The focus on high-end models meant that JLR got a £293 million boost from what car makers call the ‘mix’ – ie selling higher-priced versions. It also saved money on what’s called variable marketing, which includes discounts. No need to entice people to buy your cars when there’s such a shortage that every model built finds a willing customer, and most are built to order anyway. JLR spent just 1.6% of revenue on variable marketing, compared with around 5% normally.
The negative hits to the bottom line included higher manufacturing costs, as JLR wasn’t able to enact efficiencies with the manufacturing capacity only at 60% (car factories are more efficient when they run closer to capacity).
Also affecting finances was the fact that, now all the work is largely finished on the MLA High platform underpinning the Range Rover and Range Rover Sport, it had to book more of its R&D cost as an expense.

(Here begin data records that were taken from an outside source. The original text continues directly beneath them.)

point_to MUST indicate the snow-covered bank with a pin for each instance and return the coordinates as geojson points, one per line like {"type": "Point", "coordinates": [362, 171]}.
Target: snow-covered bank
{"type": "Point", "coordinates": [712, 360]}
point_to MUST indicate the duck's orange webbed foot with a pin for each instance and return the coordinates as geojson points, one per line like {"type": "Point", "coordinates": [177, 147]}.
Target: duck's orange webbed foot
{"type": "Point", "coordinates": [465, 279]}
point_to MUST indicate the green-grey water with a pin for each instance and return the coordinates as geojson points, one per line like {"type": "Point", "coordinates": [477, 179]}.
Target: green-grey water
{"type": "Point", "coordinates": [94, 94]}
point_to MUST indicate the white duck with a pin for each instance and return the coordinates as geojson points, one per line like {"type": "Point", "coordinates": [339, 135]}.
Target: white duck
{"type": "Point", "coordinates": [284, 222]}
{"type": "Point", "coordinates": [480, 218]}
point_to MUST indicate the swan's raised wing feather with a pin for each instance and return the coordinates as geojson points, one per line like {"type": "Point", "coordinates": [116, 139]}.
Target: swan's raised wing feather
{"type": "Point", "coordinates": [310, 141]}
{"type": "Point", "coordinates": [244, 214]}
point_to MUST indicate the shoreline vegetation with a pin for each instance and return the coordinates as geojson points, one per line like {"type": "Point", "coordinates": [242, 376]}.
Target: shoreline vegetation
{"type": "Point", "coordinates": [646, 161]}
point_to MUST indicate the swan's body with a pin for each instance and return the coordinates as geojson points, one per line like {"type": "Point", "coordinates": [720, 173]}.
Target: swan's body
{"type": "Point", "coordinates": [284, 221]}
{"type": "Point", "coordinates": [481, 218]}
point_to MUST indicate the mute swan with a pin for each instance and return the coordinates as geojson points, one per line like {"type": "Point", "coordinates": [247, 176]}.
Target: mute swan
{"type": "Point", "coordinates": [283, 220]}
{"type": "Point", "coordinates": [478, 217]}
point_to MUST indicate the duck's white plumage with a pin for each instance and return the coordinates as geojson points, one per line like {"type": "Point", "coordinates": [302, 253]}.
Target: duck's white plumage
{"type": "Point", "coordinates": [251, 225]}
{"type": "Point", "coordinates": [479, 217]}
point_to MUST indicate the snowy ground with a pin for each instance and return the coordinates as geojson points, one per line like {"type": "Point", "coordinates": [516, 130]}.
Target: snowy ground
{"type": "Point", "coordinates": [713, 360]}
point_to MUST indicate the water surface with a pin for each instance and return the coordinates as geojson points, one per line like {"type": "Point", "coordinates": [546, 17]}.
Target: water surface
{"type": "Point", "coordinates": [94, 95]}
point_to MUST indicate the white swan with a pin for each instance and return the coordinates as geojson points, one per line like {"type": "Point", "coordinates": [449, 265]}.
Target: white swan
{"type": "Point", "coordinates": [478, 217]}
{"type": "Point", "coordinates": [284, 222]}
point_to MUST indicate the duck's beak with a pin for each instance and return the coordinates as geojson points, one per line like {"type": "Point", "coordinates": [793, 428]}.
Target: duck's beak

Under accounting rules, if engineers are working flat out on a new platform, the company can ‘capitalise’ those costs – ie book them as an asset, rather than an expense. That will increasingly happen “over the next three to six months”, said Mardell, when more engineers are working on the forthcoming EMA platform for smaller Land Rovers and the Jaguar electric platform, known as Panthera internally.
JLR also had to deal with that old bugbear of unreliability, which cost it £33 million for the quarter for recalls on “pre-2018 model year” cars. The incredible boost in revenue per vehicle meant that JLR hit a break-even point for just 73,000 vehicles for the quarter, meaning anything sold over that would be profit. It got tantalisingly close at 68,200.
Given it has booked losses on sales of far more than that in the past, it proves that, one, the company’s Refocus cost-saving strategy is working, and two, that if you’re forced to make fewer cars, then selling the most profitable ones is not a bad strategy. A lesson that nearly all car makers, not just JLR, have learned in an extraordinary year.